I'm back! After two long grueling weeks of being the sole lighter and compositor in trying to finish a trailer for a 3D animated short film I finally bring a new post.Welcome to the Academy of Art University's second annual Fall Festival. Starting the week we have a panel of four AAU alumni who are currently working at Pixar as animators and they talk about their work on the movie Monsters University.
[youtube=http://www.youtube.com/watch?v=onZe3gOhWkQ&w=560&h=315] Kevin Chesnos started out not knowing what he wanted to do. He took a wide array of classes and it wasn't until his first art class he took as an elective while majoring in business that he found his passion. From there, Kevin decided to pursue art and wanted to be an illustrator. However, there are always those in your classes that just draw better, faster, and easier than you and so while taking some animation and rotoscoping classes, Kevin found that he was also good at animation and thus he became an animator. His first feature film was Ice Age 2 and then he came back and was hired at Pixar starting on Finding Nemo Submarine Voyage. Kevn's topic for tonight was Reference: A How to Gide for Animators. The definition of reference is to use source information to ascertain something. Having reference and good preparation is 60% of the work already done. The purpose of reference is to generate ideas. When shooting reference, some things to keep in mind are to know what you want and to keep in mind the camera composition. When viewing/reviewing reference important general observations to have are if the reference meet the needs, what is the thought process, what are the nuances, and to watch for those animation principles. Important physical observations are things such as the firing order of body parts, shape change, and contacts. When applying reference to animation it is important to exaggerate and minimize. Most importantly is to be an animator, not a rotoscoper! Animation is an art so differentiate your work so that it is given its own life and not just motion capture of a person moving around in a suit.
Simon Christen is from Switzerland and he started out with Photoshop graphics which gradually led him into learning 3D. He obtained the Pixar internship and was afterwards hired on as a fix animator. After the contract was up at Pixar, he left briefly to work on Bolt but then joined back up with Pixar again halfway through UP. Using one of the shots that he worked on, with Mike riding the pig mascot, Simon talked about technical preparation. It is important to think how to set up a shot in figuring out what is the best way to animate. Don't just jump in as having a good technical preparation saves time and liberates yourself to make changes. In the shot that Simon used as an example, he showed how he set up his test and initial constraints of Mike to the pig mascot and certain decisions that he made so that Mike follows the pig, receives the up and down translations of the bouncing so that he could focus on polishing animation and acting without having to go through and waste a lot of time doing things such as counter animation. As a spline animator, he makes sure that he goes through and does a pass to make sure he has strong poses.

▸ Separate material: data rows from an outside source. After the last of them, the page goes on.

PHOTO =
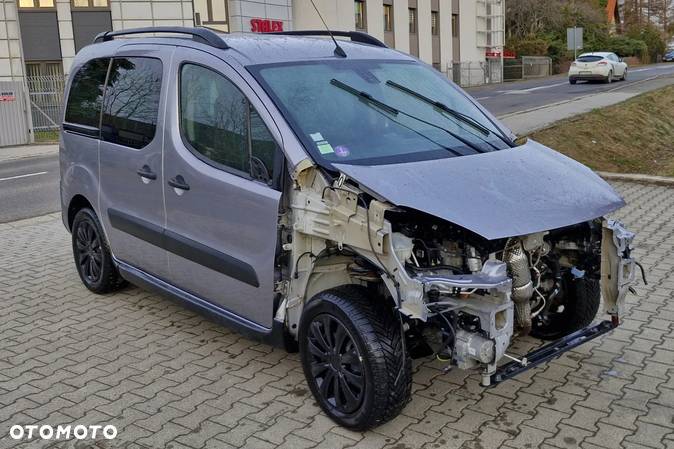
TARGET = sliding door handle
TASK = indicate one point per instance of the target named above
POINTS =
(178, 183)
(146, 172)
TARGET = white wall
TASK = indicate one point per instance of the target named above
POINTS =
(468, 27)
(143, 13)
(445, 16)
(11, 63)
(65, 33)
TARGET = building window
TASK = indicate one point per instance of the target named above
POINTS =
(413, 20)
(36, 4)
(86, 94)
(360, 14)
(44, 68)
(90, 3)
(388, 17)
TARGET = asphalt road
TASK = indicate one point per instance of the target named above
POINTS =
(501, 99)
(29, 187)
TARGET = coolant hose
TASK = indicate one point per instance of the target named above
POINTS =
(523, 288)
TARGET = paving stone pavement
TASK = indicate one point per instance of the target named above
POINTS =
(167, 377)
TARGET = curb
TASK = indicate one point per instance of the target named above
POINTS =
(641, 179)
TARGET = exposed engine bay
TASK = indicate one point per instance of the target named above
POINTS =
(462, 298)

Terry Song drew his inspiration from going to movies. He studied character animation at AAU and attributes much of his success to the support from friends and classmates as they are the people who are always around to encourage, support, and further your work. He received the Pixar internship and his first feature film was UP where he worked as a fix animator. He worked on more Pixar films as a fix animator and then a crowd animator and was finally given his first full shots in Monsters U. The shot that Terry got to animate on was the event of Mike and Johnny during the finals of the scare games. Terry talked about performance and acting and about the issues that he had with animating Johnny. Johnny had a troublesome character design in that he has tiny legs but with large arms, horns, and jaw. It was fine when Johnny was walking around normally on two legs, but the problem came in during this shot where it was suggested that Johnny runs on all fours. With Johnny's body proportions it was very hard to do and to get appealing poses and silhouettes. Terry started with gorillas as reference and then extrapolated the poses to Johnny's character to animate the shot that was finaled and what we all see now.
KC Roeyer has loved animation since he was young. He was drawing 2D animations and even doing stop motion with his Legos. Later on, he was inspired by Jurassic Park with all the dinosaurs running around. He obtained the Pixar internship with Simon Christen and worked as a fix animator on Ratatouille. Probably one of the most onerous shots, KC was given the shot right before Simon's where Mike and Sully crashes through a frat party that involves two monsters, each with two sets of arms, playing ping pong with multiple balls. Using this shot as an example, KC talked about the physicality of animation. As the shot was set in an extremely tight and crowded space with a large object in the middle of the room that needs to be broken, KC sought to use the environment to his advantage and used a lot of contact between the characters and the props. Let there be action and reaction. When Sully comes into the room, he isn't just running quickly straight in but rather he hooks his hand on the side of the door and swings himself around in. Using parkour and Casino Royale as reference, KC animated Sully hopping on top of the ping pong table, slightly sliding, and then crashing down. Just the end his shot beautifully with amazing compositional foresight, as Mike zips off screen to the left a hand flying behind, it is in fact pointing backwards towards the doorway to lead the audiences' eyes back in preparation for when Sully comes in.